9. Configure environment variables

Copy .env.example to .env and fill in the required values:

cp .env.example .env
VariableRequiredDescription
SECRET_KEYYesLong random string for signing session cookies. Generate with python -c "import secrets; print(secrets.token_hex(32))"
DATABASE_URLYesPostgreSQL connection string, e.g. postgresql://user:password@localhost:5432/transcriber
FIREBASE_PROJECT_IDYesFirebase project ID (Firebase console → Project Settings → General)
FIREBASE_API_KEYYesFirebase web API key
FIREBASE_AUTH_DOMAINYesFirebase auth domain, usually <project-id>.firebaseapp.com
FIREBASE_SERVICE_ACCOUNTYesPath to the Firebase service account JSON key file
AUTH_PROVIDERNoAuthentication provider. Supported values: firebase, none. Defaults to firebase
HF_TOKENFor transcriptionHuggingFace read token — required to download Whisper and Pyannote models. Accept licence agreements at the model pages first
PROJECTS_DIRNoDirectory for uploaded project data. Defaults to data/projects
DEFAULT_SERVERNoDefault server URL used by the frontend. Defaults to the same host as the frontend
ALLOWED_ORIGINSNoComma-separated CORS origins, or *. Set this when accessing the app from a different host or port
ALLOW_OPEN_REGISTRATIONNotrue to let any Firebase-authenticated user self-register. false to require manual DB activation
MAX_AUDIO_SIZE_MBNoMaximum audio upload size in MB. Defaults to 32768
MAX_SAMPLE_SIZE_MBNoMaximum speaker voice sample upload size in MB. Defaults to 10
MAX_SAMPLE_DURATIONNoMaximum allowed speaker sample length in seconds. Defaults to 20
RATELIMIT_STORAGE_URINoStorage backend for rate limiting. Defaults to in-memory (not suitable for multi-process deployments). Use a Redis URL for production, e.g. redis://localhost:6379/0
ADMIN_EMAILNoEmail address to receive admin notifications (e.g. new user registrations). Leave blank to disable
SMTP_HOSTNoHostname of your SMTP mail server, e.g. smtp.gmail.com
SMTP_PORTNoSMTP port. 587 for STARTTLS (recommended), 465 for SSL. Defaults to 587
SMTP_USERNoSMTP login username — usually your email address or an API key username
SMTP_PASSNoSMTP login password or API key
SMTP_FROMNoThe "From" address on outgoing emails. For Gmail must match SMTP_USER
FLASK_DEBUGNoSet to 1 for development mode with auto-reload

10. Set up the database

Create a PostgreSQL database named transcriber:

createdb transcriber
# or via psql:
psql -U postgres -c "CREATE DATABASE transcriber;"

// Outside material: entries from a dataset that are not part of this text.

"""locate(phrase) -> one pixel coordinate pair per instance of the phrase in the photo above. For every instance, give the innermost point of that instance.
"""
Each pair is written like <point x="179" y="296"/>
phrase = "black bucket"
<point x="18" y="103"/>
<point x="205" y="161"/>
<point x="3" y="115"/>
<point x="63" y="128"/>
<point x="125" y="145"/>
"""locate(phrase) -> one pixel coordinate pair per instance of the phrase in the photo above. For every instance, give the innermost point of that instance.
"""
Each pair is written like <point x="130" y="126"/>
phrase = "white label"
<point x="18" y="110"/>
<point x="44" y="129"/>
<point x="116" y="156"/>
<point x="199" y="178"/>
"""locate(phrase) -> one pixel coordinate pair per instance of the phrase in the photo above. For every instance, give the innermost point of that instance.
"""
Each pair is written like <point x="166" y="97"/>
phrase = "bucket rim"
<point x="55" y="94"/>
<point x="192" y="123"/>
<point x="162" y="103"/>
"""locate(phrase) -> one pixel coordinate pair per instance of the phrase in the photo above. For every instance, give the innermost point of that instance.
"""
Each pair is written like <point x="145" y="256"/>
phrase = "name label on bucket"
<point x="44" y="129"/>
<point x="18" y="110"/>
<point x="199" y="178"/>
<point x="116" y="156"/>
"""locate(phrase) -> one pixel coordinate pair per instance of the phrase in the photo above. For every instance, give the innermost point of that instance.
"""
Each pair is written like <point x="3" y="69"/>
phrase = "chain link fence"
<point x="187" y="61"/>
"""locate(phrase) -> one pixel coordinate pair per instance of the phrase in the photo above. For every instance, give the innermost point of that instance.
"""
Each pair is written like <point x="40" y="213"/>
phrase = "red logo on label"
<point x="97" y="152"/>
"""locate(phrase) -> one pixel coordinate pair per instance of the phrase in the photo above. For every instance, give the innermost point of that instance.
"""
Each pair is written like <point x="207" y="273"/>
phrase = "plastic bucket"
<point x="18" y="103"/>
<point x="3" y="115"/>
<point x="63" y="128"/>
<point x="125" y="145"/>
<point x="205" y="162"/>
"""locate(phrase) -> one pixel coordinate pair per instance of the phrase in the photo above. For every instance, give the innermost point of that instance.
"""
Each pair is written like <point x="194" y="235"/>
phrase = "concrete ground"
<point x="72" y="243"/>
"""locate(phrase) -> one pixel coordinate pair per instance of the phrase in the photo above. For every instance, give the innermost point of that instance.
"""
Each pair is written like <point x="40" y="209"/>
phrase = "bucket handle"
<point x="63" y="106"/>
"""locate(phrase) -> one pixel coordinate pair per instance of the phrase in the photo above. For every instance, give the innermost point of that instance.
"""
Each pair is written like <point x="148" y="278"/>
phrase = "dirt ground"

Then run the schema build scripts:

# Linux / macOS
./database/build.sh

# Windows
database\build.bat

# Custom connection (host, port, user, password)
./database/build.sh -h localhost -p 5432 -U postgres -P yourpassword

This drops and rebuilds all tables in dependency order using the SQL files in database/postgres/.

Running

# Linux / macOS
./run.sh

# Windows
run.bat

Then open http://localhost:5000.

LOCAL_MODE: Standalone Desktop Build

LOCAL_MODE is a configuration flag that produces a fully self-contained, offline version of the app — distributed as a single Windows executable (WaveformStudio.exe) with no cloud dependencies, no login, and no server infrastructure required.

What changes in LOCAL_MODE

AspectLOCAL_MODECloud mode
AuthenticationImplicit single user — no loginFirebase JWT tokens
DatabaseSQLite (local file)PostgreSQL (remote)
UsersOne implicit user (LOCAL_USER_ID)Multiple accounts
SharingDisabled — all resources owned by implicit userPublic/shared projects supported
Preferencespreferences.json fileDatabase JSONB column
DeploymentSingle .exeFlask server
TranscriptionNot yet wiredModal cloud service

How LOCAL_MODE is set

LOCAL_MODE is read from the environment in application/config.py:

LOCAL_MODE = os.getenv('LOCAL_MODE', '0') in ('1', 'true', 'True')
LOCAL_USER_ID = '00000000-0000-0000-0000-000000000001'

The standalone launcher (local_launcher.py) forces LOCAL_MODE=1 at startup, so end users never need to set it manually. The app also reads a .env file from the same directory as the executable, allowing optional user configuration.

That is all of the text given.